Журнал «Вокруг Света» №01 за 1974 год (Журнал «Вокруг Света») - страница 64

Пройдут годы, Ерошенко расскажет друзьям: «Я видел Токио», «Мне удалось посмотреть Бомбей». Он запишет сказки в Англии, Бирме и на Чукотке, будет жить в Якутии, на Борнео и на Филиппинах, его книги издадут в Японии и Китае. Отвечая на вопрос, зачем он путешествует по свету, ответит: «Просто я неисправимый бродяга». А сам будет возвращаться к тому дню, когда все решилось: он решил объездить мир, и это желание стало двигателем его жизни.

Москва. 1909 год. Дом Солодовникова на Первой Мещанской. Маленькая комнатушка вся заставлена книгами. Василий только что закончил школу слепых, и отец приехал узнать о дальнейших планах. Собственно, у Василька выбор был невелик — либо он станет учителем, либо музыкантом.

...В лусиневской новелле упоминается рассказ Ерошенко «Трагедия цыпленка». Цыпленок мечтал путешествовать, но не умел плавать. Он прыгнул в воду и утонул. Утята загалдели:

— Не уметь плавать, не любить рыбу и все-таки прыгнуть в пруд — это ужасная глупость!

А хозяйка сказала, что утята должны играть с утятами, а цыплята с цыплятами...

— Ты как дальше жить будешь?

— Хочу путешествовать. Хочу увидеть мир...

— Постой, но ты же... слепой.

— ...узнать жизнь других народов.

— Да ты же не знаешь их языков!

Василий стоял, упрямо наклонив голову.

— Хочу увидеть мир!

Листая работы, посвященные жизни Ерошенко, наталкиваешься на устойчивые словосочетания: «незрячий путешественник», «слепой поэт». Между этими парами слов так и напрашивается союз «но», выражающий здесь удивление. Только Лу Синь, отмечая его богатое восприятие мира, тонко заметил: «Поэт был слеп, но не был глух». Тут подразумевается — сердцем (на Востоке говорят: человек большого сердца, что уже подразумевает светлый ум).

Ерошенко родился нормальным, здоровым ребенком. Четырех лет заболел корью. Тетки потащили его «лечить» в церковь. Там он простудился, затем ослеп. Но четыре года он глядел, широко распахнув глаза.
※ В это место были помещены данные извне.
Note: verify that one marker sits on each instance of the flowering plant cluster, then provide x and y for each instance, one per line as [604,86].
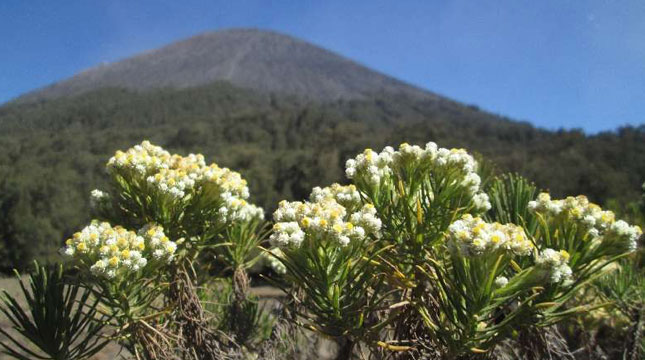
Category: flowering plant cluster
[116,252]
[173,211]
[457,269]
[334,215]
[179,182]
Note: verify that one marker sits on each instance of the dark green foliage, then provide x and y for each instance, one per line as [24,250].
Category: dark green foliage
[509,197]
[61,319]
[53,152]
И успел вобрать в себя все краски мира: и засохшие листья, и облако персикового цвета, — которые вошли потом в его сказки.

Четыре года — много это или мало? Лев Толстой говорил, что первые пять. лет дали ему столько же, сколько остальная жизнь. С не меньшим основанием мог бы сказать это о своих зрячих годах Ерошенко. Стоило ли стремиться слепому в Японию, Бирму или на Чукотку, если он не в силах представить себе величие Фудзиямы, красоту пагод Моулмейна, белое безмолвие Заполярья? Ерошенко мог, его воображению было за что зацепиться: здесь и холмы Белгородщины, и ее снежные зимы.